What is "star grounding"?
One of the best amplifier power supply grounding schemes is a "star" ground system, where all the local grounds for each stage are connected together (i.e.- that stage's own cathode resistor, it's bypass cap, grid leak resistor for that stage, etc.), and a wire is run from that point to a single ground point on the chassis, back at the power supply ground. Even better is a two-point star, where the power supply grounds (PT center tap, first filter cap ground) and output stage grounds (output tube cathodes for fixed bias, or cathode resistors for cathode biased, and output transformer secondary ground) are connected together and to the chassis at a single point, right at the ground of the first filter capacitor. The ground of the second filter capacitor, after the choke or filter resistor, is the star ground point for the preamp stage grounds. Use a local common point for each preamp stage ground, and run a wire from this common point back to the second star point. If two stages are out of phase with each other, they can share a common local ground, but don't use more than two stages per local common ground.
Why is it used?
The idea is to keep heavy power supply and output stage ground currents from flowing in the ground return of the low-level input stages. These ground currents can modulate the ground of the sensitive, high-gain preamp stages, and can result in hum or noise injected into the signal path. In particular, a capacitor input power supply filter can draw heavy currents for very short periods of time to recharge the filter caps at the top of each AC cycle. These currents need to be kept out of the preamp stage grounds.

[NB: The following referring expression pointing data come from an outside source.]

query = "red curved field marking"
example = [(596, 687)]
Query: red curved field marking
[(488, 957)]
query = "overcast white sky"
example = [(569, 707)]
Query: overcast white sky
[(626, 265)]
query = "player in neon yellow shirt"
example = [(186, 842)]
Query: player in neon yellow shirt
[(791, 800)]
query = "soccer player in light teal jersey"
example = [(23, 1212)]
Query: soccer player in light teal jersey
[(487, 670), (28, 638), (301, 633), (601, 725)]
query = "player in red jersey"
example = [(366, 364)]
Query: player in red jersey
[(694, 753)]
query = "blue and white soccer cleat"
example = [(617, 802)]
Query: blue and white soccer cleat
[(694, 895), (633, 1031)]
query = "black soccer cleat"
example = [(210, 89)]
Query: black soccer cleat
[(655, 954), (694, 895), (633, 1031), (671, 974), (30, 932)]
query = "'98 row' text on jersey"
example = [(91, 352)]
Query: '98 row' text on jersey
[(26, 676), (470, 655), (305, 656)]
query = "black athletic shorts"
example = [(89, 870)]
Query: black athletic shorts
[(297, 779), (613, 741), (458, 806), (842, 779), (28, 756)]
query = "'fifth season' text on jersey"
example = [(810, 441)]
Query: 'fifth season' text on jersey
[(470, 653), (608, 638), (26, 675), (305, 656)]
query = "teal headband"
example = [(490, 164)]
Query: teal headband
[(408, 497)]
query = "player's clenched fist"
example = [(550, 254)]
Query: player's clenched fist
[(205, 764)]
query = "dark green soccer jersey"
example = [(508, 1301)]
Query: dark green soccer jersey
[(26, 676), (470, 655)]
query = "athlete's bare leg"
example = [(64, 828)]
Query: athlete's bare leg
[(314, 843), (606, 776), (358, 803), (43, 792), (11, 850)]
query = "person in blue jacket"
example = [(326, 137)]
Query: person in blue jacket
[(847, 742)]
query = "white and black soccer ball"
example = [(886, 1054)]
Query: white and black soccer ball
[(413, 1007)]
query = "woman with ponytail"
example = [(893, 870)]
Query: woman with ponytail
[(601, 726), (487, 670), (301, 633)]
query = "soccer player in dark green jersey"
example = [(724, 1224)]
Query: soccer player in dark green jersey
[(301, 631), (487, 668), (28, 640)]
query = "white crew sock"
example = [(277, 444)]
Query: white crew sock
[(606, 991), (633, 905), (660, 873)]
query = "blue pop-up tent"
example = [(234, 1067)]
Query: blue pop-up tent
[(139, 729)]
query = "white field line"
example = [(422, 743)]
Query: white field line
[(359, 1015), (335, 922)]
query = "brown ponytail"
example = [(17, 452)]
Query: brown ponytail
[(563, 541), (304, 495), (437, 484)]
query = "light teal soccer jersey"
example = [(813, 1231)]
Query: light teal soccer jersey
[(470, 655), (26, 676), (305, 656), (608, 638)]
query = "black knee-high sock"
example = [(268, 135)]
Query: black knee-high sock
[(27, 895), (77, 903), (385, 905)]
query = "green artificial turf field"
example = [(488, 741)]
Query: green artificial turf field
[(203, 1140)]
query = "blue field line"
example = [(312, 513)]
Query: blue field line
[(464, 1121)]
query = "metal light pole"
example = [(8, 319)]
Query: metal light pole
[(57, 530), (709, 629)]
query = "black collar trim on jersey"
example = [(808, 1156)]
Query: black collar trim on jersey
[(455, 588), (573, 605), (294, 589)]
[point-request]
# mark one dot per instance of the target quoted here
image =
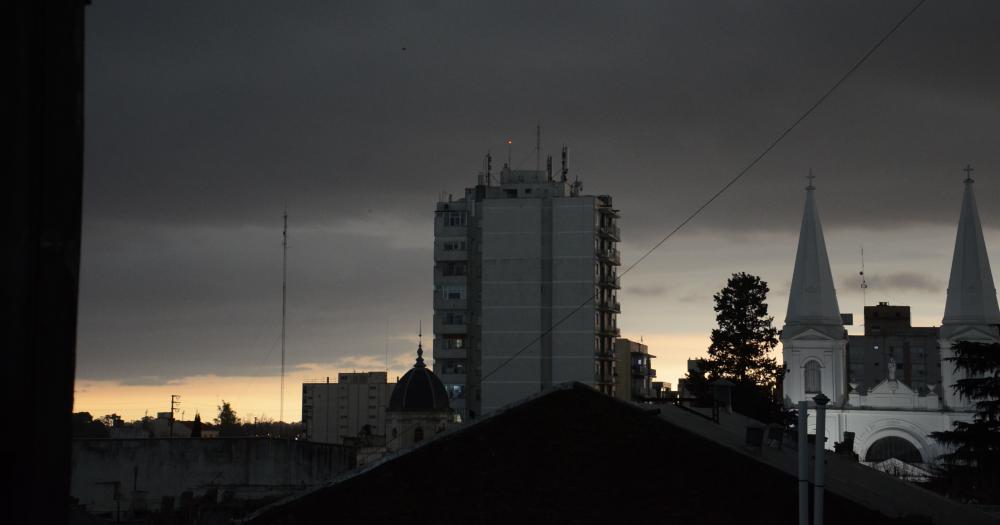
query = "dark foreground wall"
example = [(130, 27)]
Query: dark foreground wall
[(140, 472), (41, 199), (569, 456)]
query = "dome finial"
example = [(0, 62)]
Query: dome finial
[(420, 346)]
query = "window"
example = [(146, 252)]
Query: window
[(454, 268), (453, 292), (452, 366), (813, 377), (455, 391)]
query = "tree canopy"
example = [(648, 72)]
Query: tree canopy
[(740, 349), (227, 420), (972, 464), (741, 345)]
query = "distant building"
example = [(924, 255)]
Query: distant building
[(634, 371), (419, 407), (543, 461), (891, 387), (889, 336), (352, 407), (510, 261), (166, 426), (130, 478)]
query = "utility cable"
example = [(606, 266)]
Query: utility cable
[(729, 184)]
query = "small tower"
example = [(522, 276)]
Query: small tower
[(971, 312), (813, 339), (418, 408)]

A good analogy is to think of an amplifier power supply distribution as a river. All the small currents from the preamp stage feed into a larger river, which has the heavier currents from the output stage, and the still heavier currents from the power supply. You want each successive stage farther "upstream" from the power supply, so the heavy currents don't influence the smaller ones. In the case of the input jack ground, it is the farthest point upstream from the power supply, so it should be connected directly to the ground point of the first cathode resistor. If you give it an alternate path to ground through the chassis (or through a grounded pot), it will be influenced by ground currents in the chassis. Think of the first stage as amplifying the difference between the signal on the grid and the signal at the ground side of that stage's cathode resistor. If you have a long path back through the chassis to get from the input jack ground to the cathode resistor ground, it can pick up all sorts of stuff along the way. Keep it short, and use quality shielded cable, with the input jack isolated from the chassis, and the shield grounded at the ground side of the cathode resistor for the first stage.